Auch die Anfragen von Grundschulen nehmen zu, wie in dem Fall einer Grundschullehrerin aus Sachsen-Anhalt. Einer ihrer Schüler malte Hakenkreuze in sein Deutschheft und das Heft eines Mitschülers. Er ist in der dritten Klasse, neun Jahre alt. Die Lehrerin unterrichtet seit 13 Jahren an der Schule und möchte anonym bleiben. „Alle Kinder wussten, was das Hakenkreuz ist. Alle Kinder wussten auch, dass es verboten ist“, sagt sie. Der Schüler selbst habe angegeben, das nationalsozialistische Symbol bei seinen Eltern gesehen zu haben. Offenbar kein Einzelfall. Die Lehrerin berichtet von weiteren Schülern der dritten und vierten Klasse, die mit der Sprache von Rechtsextremen und ihren Codes vertraut seien. Die wüssten, was „HH“ oder die Zahl 88 bedeuten. Schon Drittklässler zeigten auf dem Schulhof den Hitlergruß, sagt die Lehrerin. „In der Grundschule sind Hakenkreuze und Hitlergrüße als latente Symbolik präsent.“
Schüler sind eine leichte Beute
Doch steckt dahinter bereits ein extremes Gedankengut? Kinder, sagt Lillian Mettler von der mobilen Beratung, übernähmen erst einmal das, was ihre Eltern ihnen vorlebten. Und viele Eltern versteckten ihre Gesinnung mittlerweile nicht mehr. Wenn sie auf Vorfälle in der Schule angesprochen würden, erzählten sie dasselbe wie ihre Kinder. Dann heiße es gleich wieder, linke Lehrer wollten nur indoktrinieren.
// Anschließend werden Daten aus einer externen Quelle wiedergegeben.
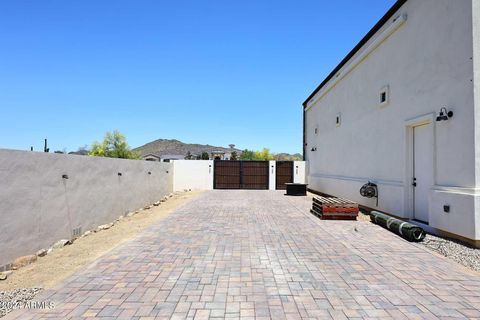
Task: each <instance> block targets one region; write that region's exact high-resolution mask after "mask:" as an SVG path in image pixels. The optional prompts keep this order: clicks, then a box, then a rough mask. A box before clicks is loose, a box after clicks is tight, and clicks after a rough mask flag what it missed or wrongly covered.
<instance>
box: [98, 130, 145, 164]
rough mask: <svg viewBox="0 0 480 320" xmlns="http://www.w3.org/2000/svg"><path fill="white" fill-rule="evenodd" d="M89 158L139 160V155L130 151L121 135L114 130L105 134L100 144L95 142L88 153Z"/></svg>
mask: <svg viewBox="0 0 480 320" xmlns="http://www.w3.org/2000/svg"><path fill="white" fill-rule="evenodd" d="M89 155H90V156H97V157H108V158H121V159H140V155H139V154H138V153H136V152H134V151H132V150H131V149H130V147H129V146H128V143H127V140H126V138H125V136H124V135H123V134H121V133H120V132H119V131H117V130H115V131H113V132H107V133H106V134H105V138H104V139H103V141H102V142H97V141H95V142H94V143H93V145H92V149H91V150H90V153H89Z"/></svg>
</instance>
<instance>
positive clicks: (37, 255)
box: [37, 249, 47, 257]
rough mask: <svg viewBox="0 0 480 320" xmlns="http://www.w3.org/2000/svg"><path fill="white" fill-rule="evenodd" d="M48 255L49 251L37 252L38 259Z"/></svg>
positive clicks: (45, 250)
mask: <svg viewBox="0 0 480 320" xmlns="http://www.w3.org/2000/svg"><path fill="white" fill-rule="evenodd" d="M46 255H47V249H40V250H38V251H37V257H43V256H46Z"/></svg>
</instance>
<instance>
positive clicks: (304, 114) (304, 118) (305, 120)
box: [302, 107, 306, 161]
mask: <svg viewBox="0 0 480 320" xmlns="http://www.w3.org/2000/svg"><path fill="white" fill-rule="evenodd" d="M302 109H303V146H302V148H303V161H306V159H305V148H306V144H305V142H306V141H305V140H306V138H305V121H306V119H305V107H302Z"/></svg>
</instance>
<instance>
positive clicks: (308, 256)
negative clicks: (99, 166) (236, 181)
mask: <svg viewBox="0 0 480 320" xmlns="http://www.w3.org/2000/svg"><path fill="white" fill-rule="evenodd" d="M310 205H311V203H310V202H309V201H308V199H307V198H306V197H287V196H284V195H283V192H279V191H240V190H238V191H237V190H236V191H220V190H216V191H211V192H207V193H205V194H203V195H202V196H200V198H198V199H197V200H195V201H193V202H191V203H189V204H187V205H185V206H183V207H182V208H180V209H178V210H176V211H175V212H174V213H172V214H171V215H170V216H168V217H167V218H165V219H164V220H162V221H159V222H158V223H156V224H155V225H153V226H151V227H150V228H149V229H147V230H146V231H145V232H144V233H142V235H140V236H139V237H137V238H135V239H134V240H132V241H129V242H128V243H126V244H124V245H122V246H120V247H118V248H116V249H114V250H112V251H111V252H110V253H108V254H106V255H105V256H103V257H102V258H101V259H99V260H98V261H97V262H95V263H94V264H93V265H91V266H90V267H89V268H87V269H85V270H83V271H81V272H79V273H76V274H75V275H74V276H72V277H71V278H70V279H68V280H67V281H65V282H64V283H63V284H61V285H60V286H59V287H57V288H56V289H55V290H49V291H47V292H44V293H42V294H41V295H40V296H39V297H37V298H36V300H50V301H54V302H55V304H56V307H55V309H52V310H17V311H15V312H14V313H12V314H10V315H9V316H7V319H14V318H19V319H24V318H33V319H40V318H42V319H43V318H57V319H68V318H73V319H93V318H102V319H347V318H350V319H375V318H377V319H385V318H394V319H450V318H480V274H478V273H475V272H473V271H470V270H467V269H465V268H464V267H462V266H460V265H458V264H456V263H454V262H452V261H449V260H447V259H445V258H443V257H440V256H438V255H435V254H433V253H431V252H428V251H426V249H424V248H422V247H419V246H417V245H414V244H411V243H408V242H406V241H404V240H403V239H401V238H399V237H398V236H396V235H394V234H392V233H390V232H389V231H387V230H384V229H381V228H380V227H378V226H376V225H374V224H371V223H368V222H354V221H320V220H318V219H317V218H315V217H313V216H312V215H310V214H309V213H308V210H309V207H310Z"/></svg>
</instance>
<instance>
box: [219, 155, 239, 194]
mask: <svg viewBox="0 0 480 320" xmlns="http://www.w3.org/2000/svg"><path fill="white" fill-rule="evenodd" d="M213 172H214V189H241V187H242V183H241V177H240V161H219V160H217V161H215V162H214V171H213Z"/></svg>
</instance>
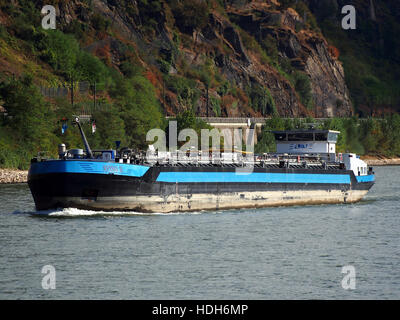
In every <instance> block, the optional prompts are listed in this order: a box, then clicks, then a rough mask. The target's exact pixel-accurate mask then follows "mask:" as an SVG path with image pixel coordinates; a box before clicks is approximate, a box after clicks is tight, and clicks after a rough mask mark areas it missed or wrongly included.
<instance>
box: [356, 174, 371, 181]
mask: <svg viewBox="0 0 400 320" xmlns="http://www.w3.org/2000/svg"><path fill="white" fill-rule="evenodd" d="M356 178H357V182H372V181H375V176H374V175H373V174H371V175H368V176H356Z"/></svg>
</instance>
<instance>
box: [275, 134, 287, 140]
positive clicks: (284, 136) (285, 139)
mask: <svg viewBox="0 0 400 320" xmlns="http://www.w3.org/2000/svg"><path fill="white" fill-rule="evenodd" d="M275 140H276V141H286V133H275Z"/></svg>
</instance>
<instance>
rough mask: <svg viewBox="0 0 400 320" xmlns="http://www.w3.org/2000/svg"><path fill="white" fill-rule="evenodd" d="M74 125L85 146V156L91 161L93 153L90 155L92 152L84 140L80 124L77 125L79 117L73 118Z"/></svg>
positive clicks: (83, 134) (83, 136)
mask: <svg viewBox="0 0 400 320" xmlns="http://www.w3.org/2000/svg"><path fill="white" fill-rule="evenodd" d="M75 123H76V124H77V125H78V128H79V131H80V133H81V137H82V140H83V144H84V145H85V149H86V154H87V156H88V158H89V159H92V158H93V153H92V150H91V149H90V146H89V142H88V141H87V139H86V136H85V133H84V132H83V129H82V127H81V124H80V123H79V117H75Z"/></svg>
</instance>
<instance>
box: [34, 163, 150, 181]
mask: <svg viewBox="0 0 400 320" xmlns="http://www.w3.org/2000/svg"><path fill="white" fill-rule="evenodd" d="M147 170H149V167H146V166H140V165H135V164H123V163H115V162H102V161H87V160H86V161H79V160H68V161H64V160H54V161H43V162H37V163H32V164H31V167H30V169H29V174H45V173H95V174H115V175H120V176H129V177H142V176H143V175H144V174H145V173H146V172H147Z"/></svg>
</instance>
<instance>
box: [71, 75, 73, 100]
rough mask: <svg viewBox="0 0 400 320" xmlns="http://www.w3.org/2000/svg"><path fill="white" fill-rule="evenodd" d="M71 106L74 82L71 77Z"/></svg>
mask: <svg viewBox="0 0 400 320" xmlns="http://www.w3.org/2000/svg"><path fill="white" fill-rule="evenodd" d="M71 106H72V107H73V106H74V80H73V78H72V76H71Z"/></svg>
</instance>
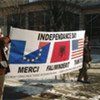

Mettler beobachtet seit ungefähr zwei Jahren, dass sich mehr Jugendliche militanten rechtsextremen Gruppen wie „Deutsche Jugend voran“ oder „Deutscher Störtrupp“ anschließen. Dabei sind diese Gruppen nicht nur auf Tiktok unterwegs, sondern auch im analogen Leben, wie ausgewählte Fälle zeigen: In Sachsen-Anhalt sollen die „Nationalrevolutionäre Jugend“ und die Partei „Der III. Weg“ Flugblätter an Schulen verteilt haben.
Die AfD soll während der Europawahl im Landkreis Stendal einen Infostand direkt gegenüber einer Schule platziert haben. In mehreren Bundesländern sind im Mai Flugblätter der „Identitären Bewegung“ aufgetaucht. Im baden-württembergischen Sinsheim berichtet ein Schulleiter von einem AfD-Politiker, der Jugendliche gezielt auf dem Schulweg anspreche, um sie vor der „Indoktrinierung“ ihrer Lehrer zu warnen. Solche Gruppen wollen schon die Jüngsten aufhetzen, in der digitalen wie in der analogen Welt. Schüler sind für sie eine leichte Beute.